A California-based startup is aiming to categorize the internet’s swath of unstructured data into a navigable indexed database. Known as Diffbot, the startup aims to extract knowledge in an automated manner from online documents and other sources. After a year-long private pilot program, Diffbot has finally gone public as it tries to build the first comprehensive map of human knowledge through analyzing every page on the internet. The project’s origins can be traced back to artificial intelligence (AI) work by founder Mike Tung, who spent 5 years developing the necessary tools for accomplishing this goal.
By leveraging computer vision and natural language processing, Diffbot web crawler can analyze practically any webpage’s layout (which equates to about 90 percent of the internet and roughly 20 different page types) and structure for facts, figures, and abstract connections between objects. Some notable examples include product pages on websites like Amazon, or the biography from an executive on a company webpage. According to Tung, about 30 percent of a knowledge worker’s job involves gathering data, proving a genuine market opportunity for a horizontal graph—a database containing information on people, businesses, and things.
Data attained by Diffbot enters a giant database called the Diffbot Knowledge Graph (DKG), which contains more than 1 trillion facts, 10 billion different entities, and adds nearly 130 million facts per month. The index’s main categories feature detailed information on individual people (profiles, skills, and job and education history, even social media outlets), companies, locations (mapping data, addresses, business types, and zoning information), articles (every published story, datelines, and bylines from anywhere on the web in any language), discussions (chats and social sharing), and images.

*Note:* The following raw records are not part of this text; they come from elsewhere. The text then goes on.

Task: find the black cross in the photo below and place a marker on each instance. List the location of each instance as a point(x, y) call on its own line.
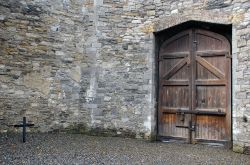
point(24, 125)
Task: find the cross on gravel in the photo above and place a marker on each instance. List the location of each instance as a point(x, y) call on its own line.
point(24, 125)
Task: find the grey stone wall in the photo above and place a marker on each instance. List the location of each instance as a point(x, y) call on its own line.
point(90, 65)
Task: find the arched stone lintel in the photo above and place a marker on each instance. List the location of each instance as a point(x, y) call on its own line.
point(165, 22)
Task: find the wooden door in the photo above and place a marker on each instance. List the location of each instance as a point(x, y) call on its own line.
point(195, 88)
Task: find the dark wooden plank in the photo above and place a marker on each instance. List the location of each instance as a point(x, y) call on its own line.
point(174, 82)
point(173, 70)
point(210, 82)
point(211, 53)
point(210, 67)
point(174, 55)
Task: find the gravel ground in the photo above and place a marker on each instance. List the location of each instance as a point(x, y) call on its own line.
point(81, 149)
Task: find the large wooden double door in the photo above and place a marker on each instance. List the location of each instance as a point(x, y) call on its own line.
point(195, 88)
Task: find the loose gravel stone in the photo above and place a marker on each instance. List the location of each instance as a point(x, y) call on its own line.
point(81, 149)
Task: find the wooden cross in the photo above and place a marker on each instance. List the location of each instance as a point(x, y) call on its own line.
point(24, 125)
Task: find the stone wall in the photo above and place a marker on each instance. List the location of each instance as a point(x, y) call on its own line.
point(90, 64)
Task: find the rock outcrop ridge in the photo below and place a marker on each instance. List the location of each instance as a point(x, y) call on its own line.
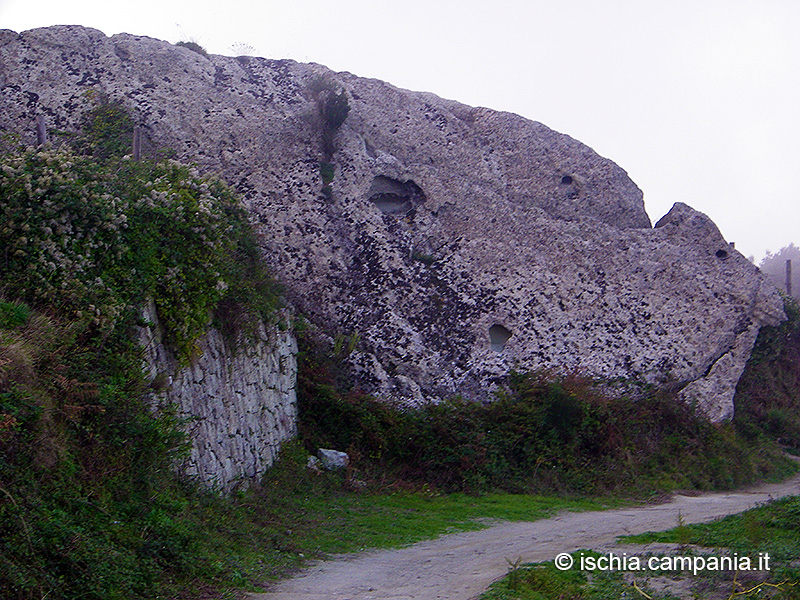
point(455, 242)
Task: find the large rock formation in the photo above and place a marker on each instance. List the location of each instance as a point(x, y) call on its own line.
point(455, 242)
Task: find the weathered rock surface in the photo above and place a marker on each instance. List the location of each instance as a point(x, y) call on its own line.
point(238, 401)
point(457, 242)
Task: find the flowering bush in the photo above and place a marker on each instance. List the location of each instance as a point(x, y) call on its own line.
point(94, 239)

This trove of data can be accessed through API calls and manipulated using DiffBot DQL, the technology that organizes questions into well-formed sentences (based on the language being used). DKG results can be viewed as lists, maps, or table layouts using Diffbot’s web-based UI. Another way this information can be portrayed is third-party content management systems or analytics platforms. So far, Diffbot has attracted some notable clients including Microsoft, eBay, Salesforce, and DuckDuckGo, all of whom are using the startup to improve the quality of their search results.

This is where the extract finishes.